Every spring, white blossoms erupt on ornamental landscapes throughout the U.S., beautiful and abundant, and carrying the smell of rotting fish. The Bradford pear is a plant whose history is as intriguing as it is cautionary.
In 1898, the federal Foreign Seed and Plant Introduction Office was tasked with importing economically important plants from around the world. The program attracted explorers like Frank Meyer, a Dutch immigrant who traveled to China on multiple expeditions. At the time, American orchards of the edible French pear were being decimated by blight. Meyer made it his mission to find a resistant species to save this beloved fruit.

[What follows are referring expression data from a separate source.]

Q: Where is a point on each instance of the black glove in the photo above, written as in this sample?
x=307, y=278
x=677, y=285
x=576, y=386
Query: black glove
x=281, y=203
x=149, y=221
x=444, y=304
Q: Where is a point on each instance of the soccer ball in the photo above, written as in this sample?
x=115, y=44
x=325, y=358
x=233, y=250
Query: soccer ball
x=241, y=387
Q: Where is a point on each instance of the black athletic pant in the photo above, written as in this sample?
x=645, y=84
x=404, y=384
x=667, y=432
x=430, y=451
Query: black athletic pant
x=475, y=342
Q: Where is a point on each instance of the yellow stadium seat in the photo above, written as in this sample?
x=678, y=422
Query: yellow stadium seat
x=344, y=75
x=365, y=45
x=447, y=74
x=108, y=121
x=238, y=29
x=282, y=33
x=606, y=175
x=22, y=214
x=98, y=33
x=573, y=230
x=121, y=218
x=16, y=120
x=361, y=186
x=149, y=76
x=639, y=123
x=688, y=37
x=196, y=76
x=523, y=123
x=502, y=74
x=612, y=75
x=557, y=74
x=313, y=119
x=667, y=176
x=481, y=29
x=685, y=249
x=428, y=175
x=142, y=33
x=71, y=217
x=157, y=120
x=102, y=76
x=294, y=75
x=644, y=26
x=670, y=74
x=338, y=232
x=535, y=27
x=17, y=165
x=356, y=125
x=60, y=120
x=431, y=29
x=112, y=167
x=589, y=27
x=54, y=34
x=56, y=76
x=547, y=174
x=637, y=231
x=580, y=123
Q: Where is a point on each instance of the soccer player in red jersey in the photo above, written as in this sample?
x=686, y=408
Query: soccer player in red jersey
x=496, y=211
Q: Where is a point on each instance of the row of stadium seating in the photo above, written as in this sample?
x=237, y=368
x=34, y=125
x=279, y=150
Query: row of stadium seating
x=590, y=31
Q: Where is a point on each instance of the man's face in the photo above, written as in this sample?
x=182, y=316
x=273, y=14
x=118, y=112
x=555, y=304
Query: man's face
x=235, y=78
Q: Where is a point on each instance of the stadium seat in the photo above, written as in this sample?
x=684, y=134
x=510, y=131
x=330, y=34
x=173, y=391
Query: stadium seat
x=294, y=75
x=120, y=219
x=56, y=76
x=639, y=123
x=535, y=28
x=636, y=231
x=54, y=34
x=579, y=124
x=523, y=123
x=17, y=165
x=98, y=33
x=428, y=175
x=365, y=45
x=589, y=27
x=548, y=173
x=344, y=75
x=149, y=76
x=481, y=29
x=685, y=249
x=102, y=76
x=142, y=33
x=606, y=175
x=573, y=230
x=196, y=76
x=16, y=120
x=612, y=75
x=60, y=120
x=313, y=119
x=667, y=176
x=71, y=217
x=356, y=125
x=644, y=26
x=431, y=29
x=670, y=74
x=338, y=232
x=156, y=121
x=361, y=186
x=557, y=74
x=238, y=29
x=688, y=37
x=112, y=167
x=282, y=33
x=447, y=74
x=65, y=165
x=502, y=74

He found a solution in the wild, Chinese “Callery” pear, a tough plant that can grow in standing water, thin soil, or dry stony slopes. Meyer collected hundreds of pounds of seeds. He died in China, but his dream did not. His Callery pear seeds were grown experimentally and the French pears were grafted onto them, making them less susceptible to disease.
Decades later, horticulturists noticed one of these experimental trees grew attractive white blooms and lacked thorns. It became the “Bradford” cultivar, commercially released in 1961 and soon one of the most widely planted ornamental trees in North America.
But the trees spread uncontrollably in some regions of the U.S. They cross-pollinated with other trees, fruit appeared, birds scattered the seeds, and the pear quietly escaped the parking lot islands where it was planted.
Today the Callery pear is largely considered invasive. Several states have outlawed the tree and offer programs to swap them with native ones.